A salvare l’uomo sarebbe stata la polizia penitenziaria: Raimondo Caputo sarebbe stato infatti sottratto alle percosse dei compagni di cella e avrebbe poi denunciato l’accaduto al giudice per le indagini preliminari Claudia Maone. In seguito a quanto successo, l’istituto penitenziario avrebbe quindi deciso di attuare misure di sicurezza a favore dell’uomo, per evitare che episodi simili potessero ripetersi.

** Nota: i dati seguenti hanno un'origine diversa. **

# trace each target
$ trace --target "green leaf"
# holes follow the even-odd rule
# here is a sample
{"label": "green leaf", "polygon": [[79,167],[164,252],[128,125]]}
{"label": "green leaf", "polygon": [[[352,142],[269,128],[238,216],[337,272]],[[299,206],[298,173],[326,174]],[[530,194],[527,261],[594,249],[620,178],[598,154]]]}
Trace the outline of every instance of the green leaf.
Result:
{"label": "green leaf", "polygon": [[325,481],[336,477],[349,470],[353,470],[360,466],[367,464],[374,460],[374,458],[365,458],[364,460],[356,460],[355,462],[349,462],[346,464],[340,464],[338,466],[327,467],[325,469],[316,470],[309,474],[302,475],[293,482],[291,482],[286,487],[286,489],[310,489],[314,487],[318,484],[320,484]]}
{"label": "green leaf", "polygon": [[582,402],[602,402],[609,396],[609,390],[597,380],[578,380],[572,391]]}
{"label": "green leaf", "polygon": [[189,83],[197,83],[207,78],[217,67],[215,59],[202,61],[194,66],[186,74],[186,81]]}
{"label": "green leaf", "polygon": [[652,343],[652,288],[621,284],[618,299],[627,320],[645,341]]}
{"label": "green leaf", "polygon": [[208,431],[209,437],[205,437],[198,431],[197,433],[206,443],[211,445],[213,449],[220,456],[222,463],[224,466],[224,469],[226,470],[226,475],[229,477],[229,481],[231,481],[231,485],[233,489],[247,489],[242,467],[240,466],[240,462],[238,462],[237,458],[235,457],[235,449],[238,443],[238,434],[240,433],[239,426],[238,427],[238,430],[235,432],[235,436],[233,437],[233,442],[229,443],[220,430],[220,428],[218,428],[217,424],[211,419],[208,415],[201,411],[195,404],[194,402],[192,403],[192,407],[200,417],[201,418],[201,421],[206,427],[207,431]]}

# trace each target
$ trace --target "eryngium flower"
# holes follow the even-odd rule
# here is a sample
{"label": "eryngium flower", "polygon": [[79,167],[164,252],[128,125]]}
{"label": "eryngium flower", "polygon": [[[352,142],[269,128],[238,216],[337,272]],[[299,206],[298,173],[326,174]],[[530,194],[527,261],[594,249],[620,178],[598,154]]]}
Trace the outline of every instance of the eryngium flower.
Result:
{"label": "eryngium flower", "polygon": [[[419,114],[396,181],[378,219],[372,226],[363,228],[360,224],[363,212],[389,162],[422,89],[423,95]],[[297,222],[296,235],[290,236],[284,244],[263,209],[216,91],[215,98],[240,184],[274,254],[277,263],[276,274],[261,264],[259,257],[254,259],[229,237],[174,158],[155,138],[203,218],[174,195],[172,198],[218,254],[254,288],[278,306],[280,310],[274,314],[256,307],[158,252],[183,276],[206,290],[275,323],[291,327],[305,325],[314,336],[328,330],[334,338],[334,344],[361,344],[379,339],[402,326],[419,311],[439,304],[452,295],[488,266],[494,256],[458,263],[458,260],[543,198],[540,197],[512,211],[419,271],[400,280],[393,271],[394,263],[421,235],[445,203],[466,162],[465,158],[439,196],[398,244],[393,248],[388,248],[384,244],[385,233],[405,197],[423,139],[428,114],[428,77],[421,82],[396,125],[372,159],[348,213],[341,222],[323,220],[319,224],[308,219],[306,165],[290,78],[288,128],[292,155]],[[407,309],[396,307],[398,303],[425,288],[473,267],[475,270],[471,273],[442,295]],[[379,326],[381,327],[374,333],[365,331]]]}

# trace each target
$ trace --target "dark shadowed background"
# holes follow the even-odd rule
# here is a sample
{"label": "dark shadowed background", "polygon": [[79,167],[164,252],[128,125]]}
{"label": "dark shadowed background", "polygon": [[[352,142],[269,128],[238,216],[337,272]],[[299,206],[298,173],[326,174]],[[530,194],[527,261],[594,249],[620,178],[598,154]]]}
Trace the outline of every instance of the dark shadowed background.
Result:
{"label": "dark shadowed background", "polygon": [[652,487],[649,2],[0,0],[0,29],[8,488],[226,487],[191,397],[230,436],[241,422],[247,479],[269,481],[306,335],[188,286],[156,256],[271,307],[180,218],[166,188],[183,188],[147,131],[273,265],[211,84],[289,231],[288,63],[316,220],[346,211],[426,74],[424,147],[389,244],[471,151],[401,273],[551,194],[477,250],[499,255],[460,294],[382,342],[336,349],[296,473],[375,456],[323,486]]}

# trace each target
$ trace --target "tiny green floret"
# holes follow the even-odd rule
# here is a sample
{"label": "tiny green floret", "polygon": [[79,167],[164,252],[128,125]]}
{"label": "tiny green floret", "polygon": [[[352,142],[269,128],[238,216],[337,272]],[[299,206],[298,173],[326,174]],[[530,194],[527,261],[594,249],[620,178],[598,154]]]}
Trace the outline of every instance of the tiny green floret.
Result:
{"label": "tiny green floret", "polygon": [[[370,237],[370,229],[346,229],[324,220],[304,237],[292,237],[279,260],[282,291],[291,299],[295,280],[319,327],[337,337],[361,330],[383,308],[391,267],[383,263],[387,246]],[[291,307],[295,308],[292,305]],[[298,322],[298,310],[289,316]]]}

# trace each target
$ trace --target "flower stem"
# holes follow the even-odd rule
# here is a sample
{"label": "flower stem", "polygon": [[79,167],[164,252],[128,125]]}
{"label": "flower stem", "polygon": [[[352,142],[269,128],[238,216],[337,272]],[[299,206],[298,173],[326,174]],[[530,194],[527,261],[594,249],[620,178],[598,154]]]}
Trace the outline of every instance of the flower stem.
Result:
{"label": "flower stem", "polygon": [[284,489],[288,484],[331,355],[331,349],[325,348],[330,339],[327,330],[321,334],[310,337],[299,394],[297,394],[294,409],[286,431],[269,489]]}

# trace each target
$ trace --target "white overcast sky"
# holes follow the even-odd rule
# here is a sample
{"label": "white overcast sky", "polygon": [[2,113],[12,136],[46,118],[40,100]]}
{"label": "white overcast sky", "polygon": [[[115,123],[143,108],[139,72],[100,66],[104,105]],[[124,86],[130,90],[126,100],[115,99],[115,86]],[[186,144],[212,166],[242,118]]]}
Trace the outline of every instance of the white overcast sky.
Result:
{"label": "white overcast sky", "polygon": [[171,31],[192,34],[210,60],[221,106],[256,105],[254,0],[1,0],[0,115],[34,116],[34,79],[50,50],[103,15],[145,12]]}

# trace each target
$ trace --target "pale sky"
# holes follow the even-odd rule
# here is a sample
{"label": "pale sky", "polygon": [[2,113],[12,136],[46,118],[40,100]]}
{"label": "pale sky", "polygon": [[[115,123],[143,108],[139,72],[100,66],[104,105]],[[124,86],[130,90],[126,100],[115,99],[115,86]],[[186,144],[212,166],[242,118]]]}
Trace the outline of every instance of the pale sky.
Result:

Da questo momento dunque, Caputo si troverebbe in cella da solo, all’interno di una sezione protetta. Il presunto killer della piccola Fortuna Loffredo avrebbe riportato un occhio nero e varie contusioni al volto. L’accusa di essersi macchiato del reato di omicidio gli è stata notificata nella giornata di venerdì scorso, in seguito al racconto che tre bambine avrebbero riportato agli inquirenti che stanno indagando sui fatti accaduti al Parco Verde di Caivano e che sarebbero iniziati ad emergere nel corso delle indagini sulla morte di Fortuna, lanciata giù dal terrazzo di un edificio dopo essere stata violentata.